コンコンと空洞を確認すると、縁に手をかけて、一気に引き上げた。
「おおー。ひょろく見えるのに意外と力があるんだねー」
「うっせ。ひょろくみえるは余計だ」
「あ、なにかあります」
そういって御劔さんが取り出したのは、二本のポーション(1)だった。
ランク1のポーションは意外と小さい。鉛筆より一回り太いくらいで、長さ五センチ程の円筒状だ。尖端のポッチをぽきっと折れば、粘度のほとんど無い中身がさらさらと流れ出す仕組みだ。
「うわっ。それって大当たり?」
「たしかに。結構低確率らしいぞ。なにしろ購入したら一本大体百万円だ」
「ええ?!」
「ランク1は一番下のランクだとはいえ、単純骨折や腱の断裂なんかは瞬時に回復するし、顔や体のケガは、よっぽど滅茶苦茶になってない限り傷も残さず綺麗に治るから、ふたりの職業なら、お守りに持っておくと良いよ」
「え、貰っちゃっていいんですか?」
「初めてのトロフィーは、幸運の女神様達に進呈しましょ。あとで持っておけるようペンダントに加工してあげる」
「ありがとうございます!」
残りは、日本の硬貨が何枚かと、錆びた剣が一本入っていた。
「さて、昼過ぎまでに、いくつか攻略しますか」
「ふふふ。百万円かー。あと十本くらい見つからないかな」
「そんなに見つかるなら、みんなゴブリンを狩ってるだろ」
「そりゃそうだね」
そうして俺たちは次の巣を目指した。
◇◇◇◇◇◇◇◇
「それで結局?」
「ポーションか? その後一本しか見つからなかったよ」
「でも全部で三本ですよね? 二層でしょ? すごくないですか?」
いつものとおり、キノコのブイヨンから始まったコースは、セップやシャントレルやジロールを、所々でアクセントにした皿が、何皿か続いていた。
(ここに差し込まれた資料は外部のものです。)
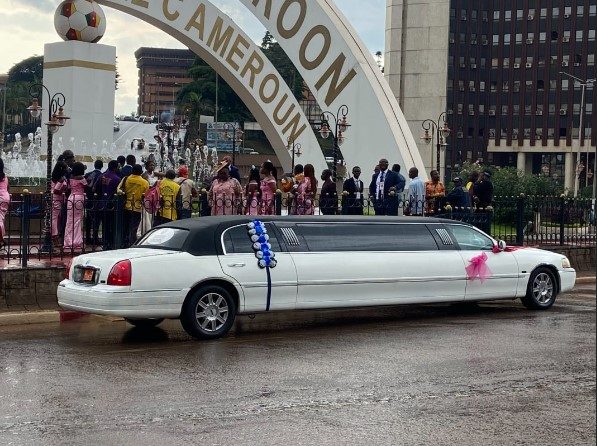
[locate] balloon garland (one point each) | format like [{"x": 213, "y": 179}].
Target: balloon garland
[
  {"x": 263, "y": 251},
  {"x": 261, "y": 245}
]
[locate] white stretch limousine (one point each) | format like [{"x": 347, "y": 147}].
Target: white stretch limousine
[{"x": 205, "y": 271}]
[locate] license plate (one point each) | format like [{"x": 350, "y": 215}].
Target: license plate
[
  {"x": 88, "y": 275},
  {"x": 85, "y": 275}
]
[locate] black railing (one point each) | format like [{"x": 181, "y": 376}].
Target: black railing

そうしてさりげなく出された、何の変哲もない一皿に、俺は固まった。
「え、これ。三好……さん?」
そこには卵の上に山と削られた、薄い皮状のものが、ほとんど経験したことのない芳香をたてていた。しかも――
「白、に見えますよ?」
俺は思わず丁寧語で聞いてしまった。
「季節ですからね、先輩。ほら、ゲストも美しい女性ばかりですし」
「うそつけ、お前が食べたかっただけだろ!」
「さて、ここはワインも慎重に選ぶ必要が――」
「人の話を聞けよ、まったく」
その掛け合いを見て御劔さんが笑った。
「白トリュフって同じピエモンテのバローロとか聞きますけど」
「あ、それは大嘘なので気にしないで下さい。きっと高いワインを売りたいだけですよ」
「おいおい、好みもあるんだから、一蹴するなよ」
「まあ、自分のお金ですからねぇ。そこは自由で良いと思いますが……やっぱりミネラリーできりっとした白だと思いますよ。変わったところでは、サン・ジョセフのマルサンヌとか」
「フランス語に聞こえる」
「ローヌですね。いや、ホントにあうんですって。今度試しましょう!」
「いや、もう今年の白トリュフはこれで食べおさめ。お財布的に」
「ぶー」
「んー、初めて来たけど、美味しー」
斎藤さんは、頬を押さえてご満悦だ。
ほんとこいつは、誰からも愛される女優にむいてるよ。性格が。
「この見た目のショボイ茸が、海老とマッチしてて美味しいねぇ」
「ショボイ言うな。まあたしかにシャントレルはあまり見た目が良くないけど」
「芳村さんみたい?」
「先輩はそこまでひょろくはないですかね」
「お前ら、今日のスポンサーが誰なのか覚えてるか?」
「ステキナヨシムラサマデス」
「ラブリーナセンパイデス」
「良し」
そんなやりとりを眺めながら、御劔さんは、少しだけ甘みの感じられるオイリーなアルザスの白を口にして、幸せそうに笑っていた。
後日俺は、丈夫なアクリル製の円筒にポーション(1)を差し込んで作ったペンダントトップに、3ミリのディアスキンの革紐をあしらった、少しプリミティブなアクセサリーに見える『お守り』を三つ作って、三人に送った。弟子の無事を祈る師匠の気持ちだ。
三好には必要ない気もするけれど、一応な。
なお、コンパウンドボウは、予想通り斎藤さんに奪われた。
本人は貸してと言っていたが、絶対に戻ってきそうになかったので、二人に贈呈しておいた。ジャイアンか。